Efforts to improve water delivery in urban areas often are constrained by limited financial resources, inadequate institutional capacity, or a limited water supply. Many national and local governments strive to close the gap between water supply and demand, using some combination of supply enhancement and demand management strategies. Supply side efforts include reducing leaks and non-revenue losses, and developing new sources through water capture, recycling, or desalination. Demand management involves promoting water saving devices, increasing public awareness, raising water prices, and imposing restrictions on water use.
Water and wastewater tariffs are critical features of water delivery programs. Appropriately designed tariffs can be helpful in achieving the goals of revenue sufficiency, equity, and affordability, provided that other desirable aspects of water governance and resource policies are in place. Prices also are helpful in communicating resource scarcity and promoting household practices that are consistent with the goal of managing urban water resources in sustainable fashion.
Researchers in the Institute of Water Policy have examined the water and wastewater tariffs pertaining to the domestic and non-domestic sectors in 60 cities in both developed and developing countries. For each of the cities, we have calculated the water and wastewater bills for a household consuming 20 m3 of water per month, and for a non-domestic facility consuming 100 m3 per month. In addition to calculating the combined water and wastewater bills, we have disaggregated the bills into the pertinent tariff components, to describe the proportions of fixed, variable and miscellaneous charges paid by consumers.

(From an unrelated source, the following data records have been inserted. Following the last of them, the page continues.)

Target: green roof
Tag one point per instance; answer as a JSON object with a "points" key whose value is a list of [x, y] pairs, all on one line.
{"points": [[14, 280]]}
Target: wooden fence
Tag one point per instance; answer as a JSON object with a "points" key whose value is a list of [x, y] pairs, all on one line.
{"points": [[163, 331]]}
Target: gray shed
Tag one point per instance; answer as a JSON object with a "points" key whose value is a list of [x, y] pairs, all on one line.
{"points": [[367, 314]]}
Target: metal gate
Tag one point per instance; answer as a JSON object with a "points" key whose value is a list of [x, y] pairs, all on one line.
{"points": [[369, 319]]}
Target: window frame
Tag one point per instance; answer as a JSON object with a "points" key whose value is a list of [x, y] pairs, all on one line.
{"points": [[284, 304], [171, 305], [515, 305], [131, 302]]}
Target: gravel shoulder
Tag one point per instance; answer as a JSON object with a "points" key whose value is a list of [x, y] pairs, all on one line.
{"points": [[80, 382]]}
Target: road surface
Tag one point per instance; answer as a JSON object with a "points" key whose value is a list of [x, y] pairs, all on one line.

Direct monetary comparison of bills is not completely helpful without analysing the socio-economic conditions in each city. Hence, in our study, we express the monthly household water and sewerage bills as a portion of household income. We also estimate the per capita annual water and wastewater bill for daily consumption of 155 litres, and we compare this with the gross regional product (GRP) in each city (or province/state, in cases where city level GRP is unavailable) to understand the relationship between expenditures on water and wastewater services and economic development.